Six arrested in Spain for $600m London stock fraud

MADRID: Spanish police said on Wednesday they had arrested six people suspected of involvement in fraud totalling 600 million dollars (450 million euros) on the London stock market.

Among the arrested is the suspected organizer of the fraud, which used forged documents and stock market operations to increase the value of shares in a fake company that were then sold at a profit, a police statement said.

"Through complex commercial and stock market operations, as well as falsifications, the arrested managed to make the value of the shares of a firm on the stock market increase, without deposits to back it up, and profited from the subsequent sale of the shares," it said.

The names of those arrested and the fake company were not released by Spanish police.

The arrests come as faith in financial markets around the world have already been seriously rattled by the international credit crunch and the alleged 50-billion-dollar fraud run by veteran US broker Bernard Madoff.

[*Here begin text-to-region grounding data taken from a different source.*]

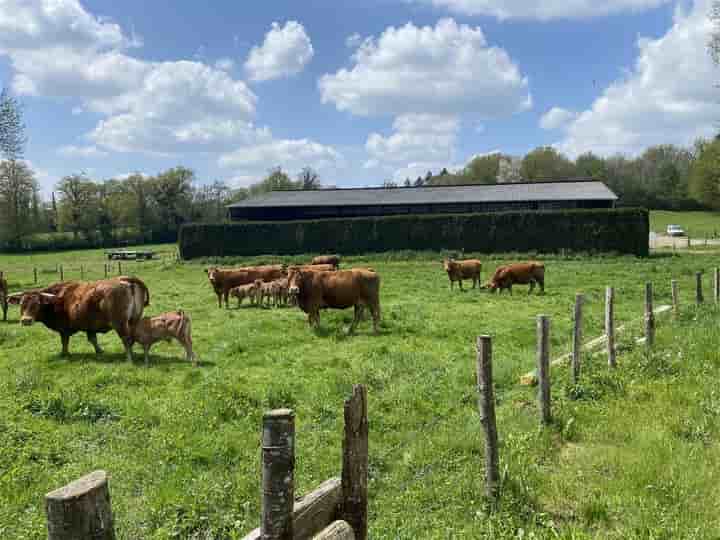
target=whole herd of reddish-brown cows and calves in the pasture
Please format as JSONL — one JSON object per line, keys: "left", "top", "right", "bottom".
{"left": 0, "top": 255, "right": 545, "bottom": 365}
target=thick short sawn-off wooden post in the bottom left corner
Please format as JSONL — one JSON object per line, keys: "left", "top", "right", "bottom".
{"left": 45, "top": 471, "right": 115, "bottom": 540}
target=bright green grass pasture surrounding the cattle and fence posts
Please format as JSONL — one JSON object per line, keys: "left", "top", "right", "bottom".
{"left": 0, "top": 246, "right": 720, "bottom": 539}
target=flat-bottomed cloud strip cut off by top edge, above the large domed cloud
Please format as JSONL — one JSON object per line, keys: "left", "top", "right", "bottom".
{"left": 415, "top": 0, "right": 672, "bottom": 21}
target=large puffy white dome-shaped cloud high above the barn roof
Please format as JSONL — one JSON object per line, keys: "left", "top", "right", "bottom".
{"left": 319, "top": 19, "right": 532, "bottom": 118}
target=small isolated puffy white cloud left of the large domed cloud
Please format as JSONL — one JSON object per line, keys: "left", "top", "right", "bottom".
{"left": 245, "top": 21, "right": 314, "bottom": 81}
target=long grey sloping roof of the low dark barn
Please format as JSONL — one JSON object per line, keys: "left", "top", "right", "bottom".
{"left": 229, "top": 181, "right": 617, "bottom": 208}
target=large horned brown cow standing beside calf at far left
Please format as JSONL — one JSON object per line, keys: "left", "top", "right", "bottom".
{"left": 9, "top": 276, "right": 150, "bottom": 360}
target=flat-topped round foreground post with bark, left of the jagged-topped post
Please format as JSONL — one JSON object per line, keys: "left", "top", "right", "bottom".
{"left": 260, "top": 409, "right": 295, "bottom": 540}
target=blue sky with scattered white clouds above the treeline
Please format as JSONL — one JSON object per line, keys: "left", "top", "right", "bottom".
{"left": 0, "top": 0, "right": 720, "bottom": 195}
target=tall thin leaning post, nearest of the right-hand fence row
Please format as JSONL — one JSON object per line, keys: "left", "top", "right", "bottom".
{"left": 477, "top": 336, "right": 500, "bottom": 502}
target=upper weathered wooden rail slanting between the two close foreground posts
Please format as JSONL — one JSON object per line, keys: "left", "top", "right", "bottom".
{"left": 244, "top": 477, "right": 342, "bottom": 540}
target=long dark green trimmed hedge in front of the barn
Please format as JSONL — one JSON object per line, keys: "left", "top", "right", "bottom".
{"left": 179, "top": 208, "right": 649, "bottom": 259}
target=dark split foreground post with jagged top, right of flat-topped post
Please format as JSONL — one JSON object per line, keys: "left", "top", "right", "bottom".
{"left": 340, "top": 384, "right": 368, "bottom": 540}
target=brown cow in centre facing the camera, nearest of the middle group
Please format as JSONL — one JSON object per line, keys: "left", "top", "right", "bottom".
{"left": 288, "top": 269, "right": 380, "bottom": 334}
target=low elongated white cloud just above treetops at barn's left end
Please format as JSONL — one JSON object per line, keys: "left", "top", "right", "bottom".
{"left": 219, "top": 139, "right": 343, "bottom": 174}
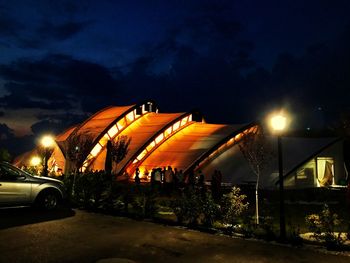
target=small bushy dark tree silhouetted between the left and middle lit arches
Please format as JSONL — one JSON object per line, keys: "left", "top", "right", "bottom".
{"left": 105, "top": 135, "right": 131, "bottom": 174}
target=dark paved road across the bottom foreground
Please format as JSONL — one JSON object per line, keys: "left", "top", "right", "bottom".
{"left": 0, "top": 209, "right": 350, "bottom": 263}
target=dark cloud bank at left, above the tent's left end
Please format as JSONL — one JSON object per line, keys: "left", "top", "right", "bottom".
{"left": 0, "top": 55, "right": 120, "bottom": 111}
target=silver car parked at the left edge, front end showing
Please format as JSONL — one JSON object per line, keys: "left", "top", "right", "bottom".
{"left": 0, "top": 162, "right": 66, "bottom": 210}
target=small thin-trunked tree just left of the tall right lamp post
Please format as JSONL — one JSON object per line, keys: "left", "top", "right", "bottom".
{"left": 238, "top": 128, "right": 272, "bottom": 225}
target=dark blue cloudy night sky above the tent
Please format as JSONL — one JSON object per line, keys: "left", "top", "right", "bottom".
{"left": 0, "top": 0, "right": 350, "bottom": 154}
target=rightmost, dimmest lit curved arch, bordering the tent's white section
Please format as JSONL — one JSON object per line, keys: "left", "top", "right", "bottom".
{"left": 184, "top": 123, "right": 258, "bottom": 173}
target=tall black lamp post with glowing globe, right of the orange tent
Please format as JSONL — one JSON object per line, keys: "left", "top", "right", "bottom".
{"left": 271, "top": 114, "right": 287, "bottom": 242}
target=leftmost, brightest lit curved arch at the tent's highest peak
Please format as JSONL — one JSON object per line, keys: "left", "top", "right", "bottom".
{"left": 80, "top": 101, "right": 158, "bottom": 171}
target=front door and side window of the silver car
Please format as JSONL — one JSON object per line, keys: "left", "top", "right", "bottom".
{"left": 0, "top": 164, "right": 32, "bottom": 205}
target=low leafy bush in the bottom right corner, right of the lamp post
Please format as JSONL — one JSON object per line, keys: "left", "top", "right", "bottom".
{"left": 306, "top": 205, "right": 345, "bottom": 250}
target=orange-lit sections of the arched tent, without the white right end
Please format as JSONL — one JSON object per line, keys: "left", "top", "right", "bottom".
{"left": 15, "top": 101, "right": 257, "bottom": 175}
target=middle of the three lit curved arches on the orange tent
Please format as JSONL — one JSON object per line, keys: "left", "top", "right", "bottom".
{"left": 120, "top": 111, "right": 198, "bottom": 177}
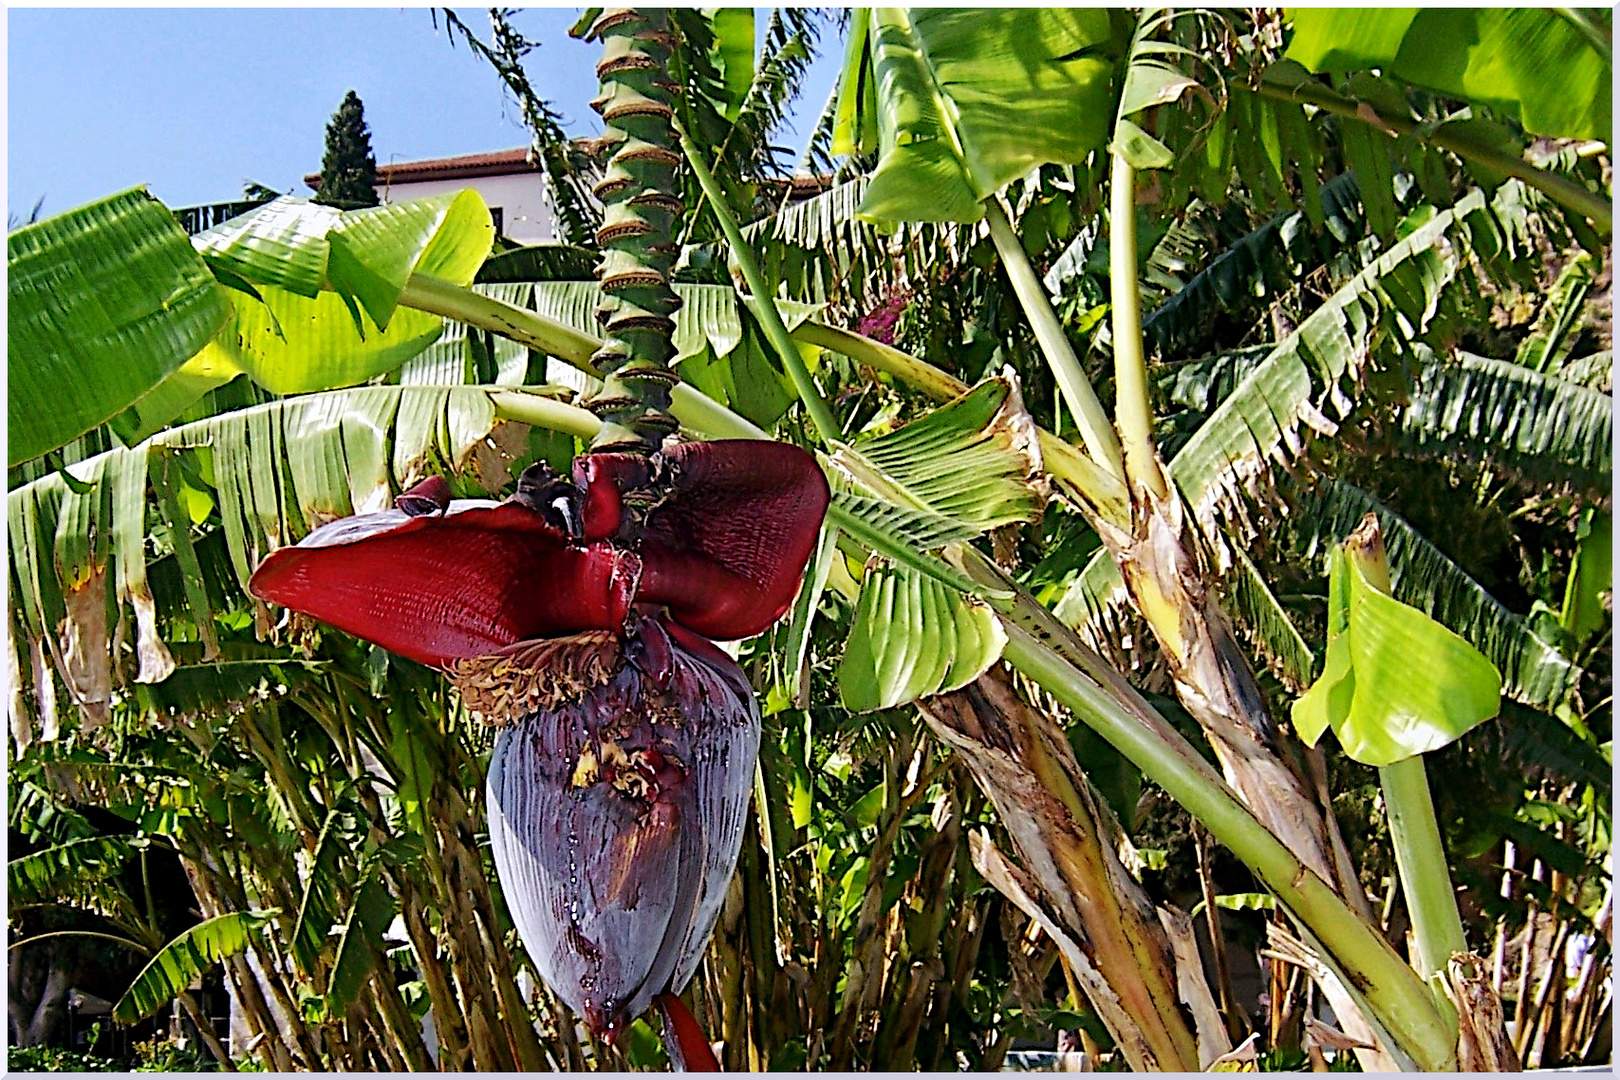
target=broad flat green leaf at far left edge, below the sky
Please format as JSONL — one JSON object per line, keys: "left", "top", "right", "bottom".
{"left": 6, "top": 189, "right": 230, "bottom": 465}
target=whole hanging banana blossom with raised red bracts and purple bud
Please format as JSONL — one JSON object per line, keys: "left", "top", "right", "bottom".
{"left": 249, "top": 442, "right": 828, "bottom": 1069}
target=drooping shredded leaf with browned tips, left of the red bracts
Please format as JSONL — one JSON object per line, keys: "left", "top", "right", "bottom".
{"left": 8, "top": 387, "right": 537, "bottom": 748}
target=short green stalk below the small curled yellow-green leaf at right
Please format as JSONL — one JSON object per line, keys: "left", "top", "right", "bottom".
{"left": 1379, "top": 755, "right": 1468, "bottom": 978}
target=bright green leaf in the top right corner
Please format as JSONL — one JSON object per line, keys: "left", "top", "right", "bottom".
{"left": 1286, "top": 6, "right": 1614, "bottom": 142}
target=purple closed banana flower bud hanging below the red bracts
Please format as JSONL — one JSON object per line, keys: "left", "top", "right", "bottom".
{"left": 479, "top": 620, "right": 760, "bottom": 1049}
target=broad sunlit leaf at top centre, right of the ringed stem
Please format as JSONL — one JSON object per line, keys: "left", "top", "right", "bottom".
{"left": 838, "top": 6, "right": 1128, "bottom": 222}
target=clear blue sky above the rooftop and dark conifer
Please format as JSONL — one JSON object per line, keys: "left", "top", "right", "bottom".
{"left": 6, "top": 8, "right": 842, "bottom": 226}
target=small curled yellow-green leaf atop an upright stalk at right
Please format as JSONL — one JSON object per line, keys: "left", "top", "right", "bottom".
{"left": 1293, "top": 537, "right": 1502, "bottom": 767}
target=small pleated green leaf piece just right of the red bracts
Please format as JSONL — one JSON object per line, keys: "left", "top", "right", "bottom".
{"left": 838, "top": 567, "right": 1006, "bottom": 712}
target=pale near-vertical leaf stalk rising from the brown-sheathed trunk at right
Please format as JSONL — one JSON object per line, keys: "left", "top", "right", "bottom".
{"left": 1108, "top": 154, "right": 1170, "bottom": 500}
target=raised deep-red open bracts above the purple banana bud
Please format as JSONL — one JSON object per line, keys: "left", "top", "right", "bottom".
{"left": 249, "top": 440, "right": 828, "bottom": 667}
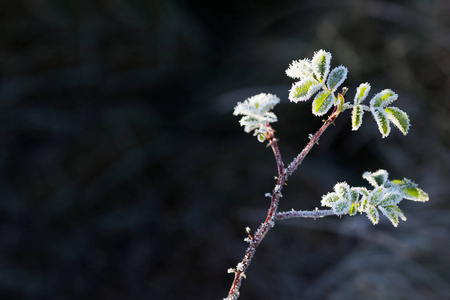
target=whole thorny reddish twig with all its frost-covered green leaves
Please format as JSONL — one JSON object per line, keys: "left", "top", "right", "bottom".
{"left": 226, "top": 50, "right": 428, "bottom": 300}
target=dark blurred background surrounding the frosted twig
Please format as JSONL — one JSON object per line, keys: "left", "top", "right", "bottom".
{"left": 0, "top": 0, "right": 450, "bottom": 300}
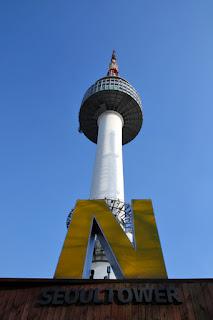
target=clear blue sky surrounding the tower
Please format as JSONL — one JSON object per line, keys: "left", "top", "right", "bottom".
{"left": 0, "top": 0, "right": 213, "bottom": 278}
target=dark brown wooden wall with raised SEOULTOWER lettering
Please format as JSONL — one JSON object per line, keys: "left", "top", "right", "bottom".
{"left": 0, "top": 279, "right": 213, "bottom": 320}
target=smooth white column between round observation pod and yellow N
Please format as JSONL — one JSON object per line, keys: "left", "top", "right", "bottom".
{"left": 90, "top": 111, "right": 124, "bottom": 201}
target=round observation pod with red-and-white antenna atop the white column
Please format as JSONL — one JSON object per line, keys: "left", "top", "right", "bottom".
{"left": 79, "top": 51, "right": 143, "bottom": 144}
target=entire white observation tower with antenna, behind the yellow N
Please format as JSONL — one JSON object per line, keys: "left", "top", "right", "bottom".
{"left": 79, "top": 51, "right": 143, "bottom": 279}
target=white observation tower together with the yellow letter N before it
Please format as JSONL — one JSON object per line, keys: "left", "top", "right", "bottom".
{"left": 54, "top": 51, "right": 167, "bottom": 279}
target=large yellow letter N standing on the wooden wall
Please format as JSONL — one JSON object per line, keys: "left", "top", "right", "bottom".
{"left": 55, "top": 200, "right": 167, "bottom": 279}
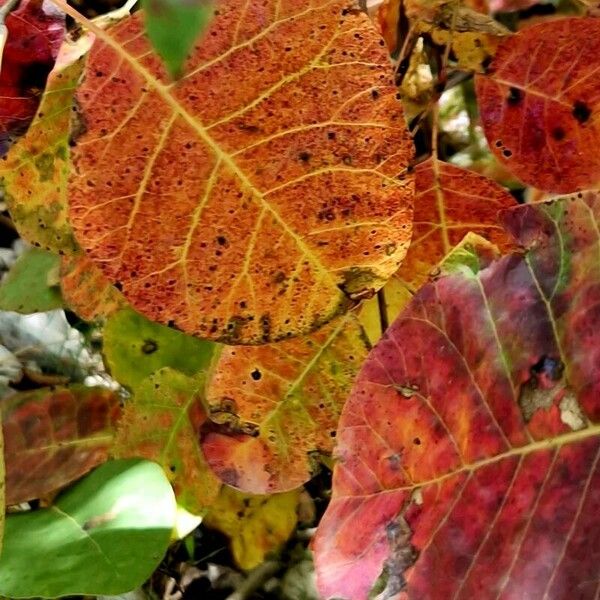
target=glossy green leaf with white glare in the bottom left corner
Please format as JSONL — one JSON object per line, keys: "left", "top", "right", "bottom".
{"left": 0, "top": 460, "right": 176, "bottom": 598}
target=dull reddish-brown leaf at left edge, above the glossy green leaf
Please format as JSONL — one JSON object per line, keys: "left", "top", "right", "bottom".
{"left": 0, "top": 385, "right": 121, "bottom": 504}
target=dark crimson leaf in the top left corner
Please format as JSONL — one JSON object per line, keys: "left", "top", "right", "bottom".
{"left": 0, "top": 0, "right": 65, "bottom": 155}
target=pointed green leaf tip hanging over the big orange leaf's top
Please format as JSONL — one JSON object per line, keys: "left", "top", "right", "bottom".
{"left": 142, "top": 0, "right": 213, "bottom": 79}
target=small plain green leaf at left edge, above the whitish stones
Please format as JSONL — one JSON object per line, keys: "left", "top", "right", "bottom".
{"left": 0, "top": 248, "right": 63, "bottom": 314}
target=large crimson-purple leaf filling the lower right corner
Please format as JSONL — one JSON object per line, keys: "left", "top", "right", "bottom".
{"left": 315, "top": 192, "right": 600, "bottom": 600}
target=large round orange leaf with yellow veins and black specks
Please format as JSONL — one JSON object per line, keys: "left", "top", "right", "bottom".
{"left": 63, "top": 0, "right": 412, "bottom": 343}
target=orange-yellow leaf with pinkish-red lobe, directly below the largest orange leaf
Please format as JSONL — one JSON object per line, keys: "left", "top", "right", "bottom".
{"left": 202, "top": 315, "right": 369, "bottom": 494}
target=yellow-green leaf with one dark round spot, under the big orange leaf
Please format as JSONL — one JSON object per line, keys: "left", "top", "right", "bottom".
{"left": 104, "top": 308, "right": 215, "bottom": 390}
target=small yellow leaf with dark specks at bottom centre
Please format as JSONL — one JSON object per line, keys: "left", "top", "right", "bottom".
{"left": 204, "top": 486, "right": 300, "bottom": 570}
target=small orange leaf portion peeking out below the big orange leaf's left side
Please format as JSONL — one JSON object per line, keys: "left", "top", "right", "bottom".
{"left": 60, "top": 252, "right": 127, "bottom": 321}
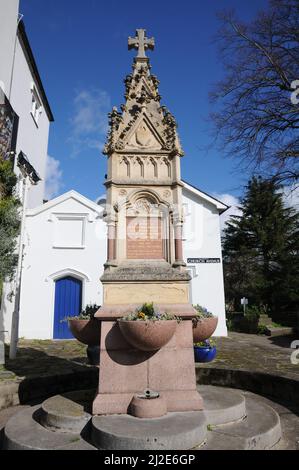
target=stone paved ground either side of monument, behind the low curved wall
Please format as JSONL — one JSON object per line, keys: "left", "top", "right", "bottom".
{"left": 0, "top": 332, "right": 299, "bottom": 384}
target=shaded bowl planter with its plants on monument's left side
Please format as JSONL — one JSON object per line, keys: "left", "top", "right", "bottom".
{"left": 65, "top": 305, "right": 101, "bottom": 346}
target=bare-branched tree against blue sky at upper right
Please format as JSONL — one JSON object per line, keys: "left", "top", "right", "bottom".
{"left": 212, "top": 0, "right": 299, "bottom": 184}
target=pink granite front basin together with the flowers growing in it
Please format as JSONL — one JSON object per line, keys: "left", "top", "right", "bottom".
{"left": 118, "top": 303, "right": 179, "bottom": 351}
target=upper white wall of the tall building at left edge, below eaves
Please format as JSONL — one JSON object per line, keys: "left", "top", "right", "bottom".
{"left": 0, "top": 0, "right": 50, "bottom": 209}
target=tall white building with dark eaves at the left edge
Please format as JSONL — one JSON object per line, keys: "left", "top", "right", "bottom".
{"left": 0, "top": 0, "right": 53, "bottom": 357}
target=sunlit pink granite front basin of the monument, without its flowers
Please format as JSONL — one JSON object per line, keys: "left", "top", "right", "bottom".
{"left": 118, "top": 319, "right": 177, "bottom": 351}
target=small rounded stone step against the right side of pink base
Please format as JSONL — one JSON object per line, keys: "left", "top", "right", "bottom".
{"left": 198, "top": 385, "right": 246, "bottom": 425}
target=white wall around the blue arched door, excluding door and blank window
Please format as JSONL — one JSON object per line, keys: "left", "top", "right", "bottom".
{"left": 5, "top": 193, "right": 106, "bottom": 339}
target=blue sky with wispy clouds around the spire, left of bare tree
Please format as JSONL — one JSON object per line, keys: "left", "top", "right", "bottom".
{"left": 20, "top": 0, "right": 267, "bottom": 207}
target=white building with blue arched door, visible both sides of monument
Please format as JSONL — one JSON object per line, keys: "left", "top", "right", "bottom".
{"left": 4, "top": 183, "right": 227, "bottom": 339}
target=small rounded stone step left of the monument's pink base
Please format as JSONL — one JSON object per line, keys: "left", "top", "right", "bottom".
{"left": 40, "top": 395, "right": 91, "bottom": 434}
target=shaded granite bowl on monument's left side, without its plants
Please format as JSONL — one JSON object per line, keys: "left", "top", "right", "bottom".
{"left": 68, "top": 318, "right": 101, "bottom": 346}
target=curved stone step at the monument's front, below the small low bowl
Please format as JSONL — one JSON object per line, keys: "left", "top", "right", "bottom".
{"left": 91, "top": 411, "right": 207, "bottom": 450}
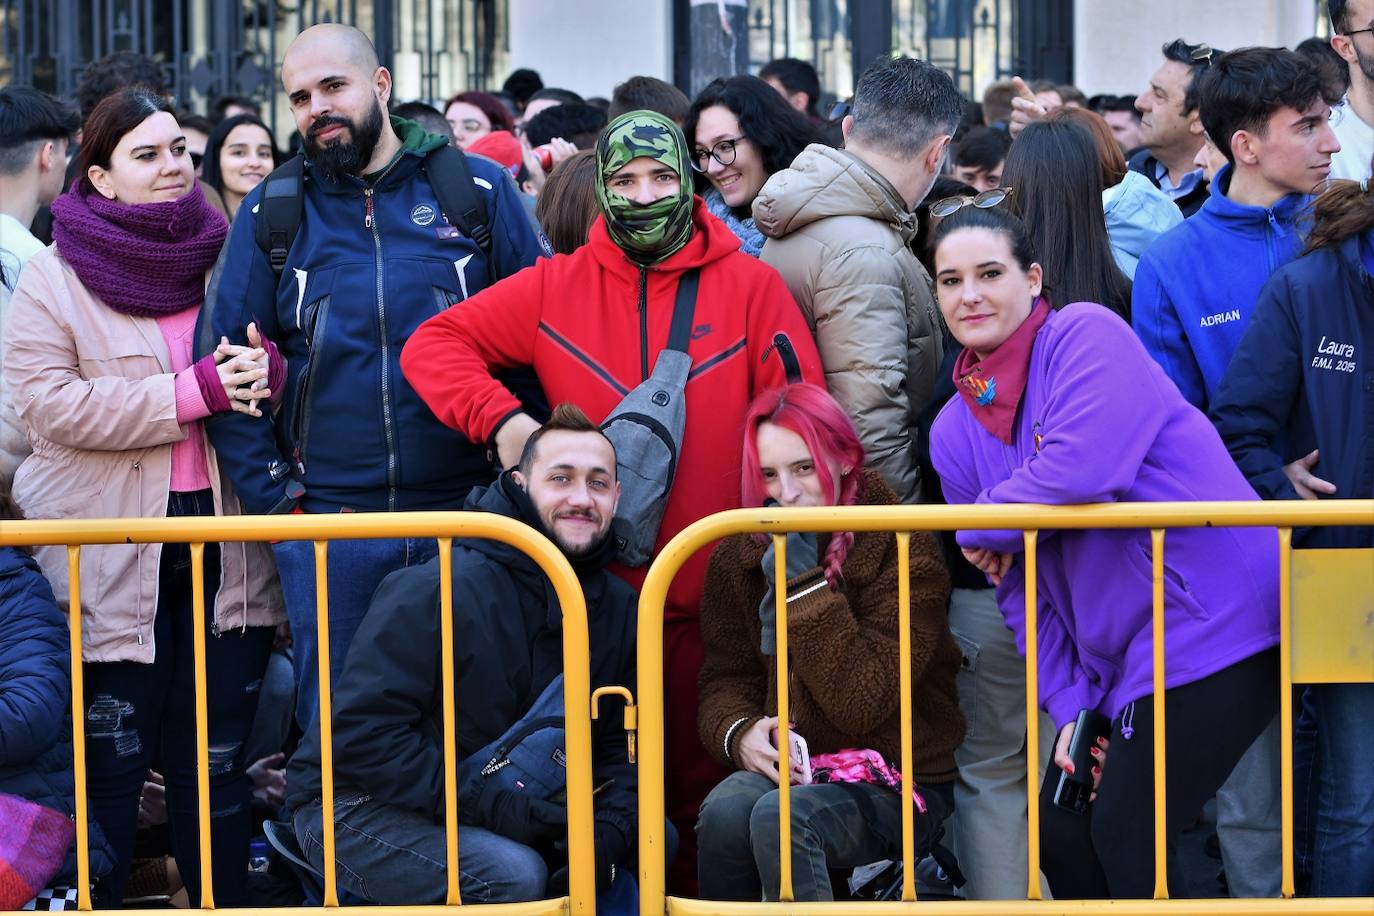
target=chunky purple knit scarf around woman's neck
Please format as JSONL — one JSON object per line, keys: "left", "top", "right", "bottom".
{"left": 52, "top": 179, "right": 229, "bottom": 319}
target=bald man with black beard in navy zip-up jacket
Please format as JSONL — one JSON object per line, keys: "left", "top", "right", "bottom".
{"left": 198, "top": 25, "right": 544, "bottom": 726}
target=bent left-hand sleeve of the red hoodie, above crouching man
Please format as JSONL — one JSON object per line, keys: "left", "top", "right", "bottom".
{"left": 401, "top": 260, "right": 550, "bottom": 442}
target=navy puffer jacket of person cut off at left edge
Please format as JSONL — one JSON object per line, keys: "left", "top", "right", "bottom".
{"left": 0, "top": 547, "right": 114, "bottom": 886}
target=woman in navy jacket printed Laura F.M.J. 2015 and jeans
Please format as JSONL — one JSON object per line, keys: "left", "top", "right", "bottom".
{"left": 1212, "top": 157, "right": 1374, "bottom": 897}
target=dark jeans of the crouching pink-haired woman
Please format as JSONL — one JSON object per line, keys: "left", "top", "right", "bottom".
{"left": 697, "top": 770, "right": 954, "bottom": 901}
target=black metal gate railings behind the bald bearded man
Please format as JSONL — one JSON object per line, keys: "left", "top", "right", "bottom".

Britain's Serious Fraud Office began investigating the firm in 2005 when it was suspended from trading on the London Stock Exchange's Alternative Investment Market, the police statement said.

The company said it said it had assets worth 219 million euros when it was listed on the stock market in October 2003, police said.

It subsequently announced several financial operations, including a guarantee in the form of an International Certificates of Deposit from a Brazilian bank, "with the aim of generating an increase in the share price of the company," police added.

"The investigation revealed that the listing of the firm on the stock market, as well as the public share listing, was achieved through fraud and various false announcements were made, in specialized media in London, to generate interest in the shares of the company," the police statement said.

"Those announcements were allegedly planned by the main suspects who then sold the shares that they owned or existed in their name," it added.

Four arrests took place in Barcelona and one each occured in Alicante and Madrid, police said.

Police carried out six searches as part of their investigation in which they seized several computers and extensive documentation.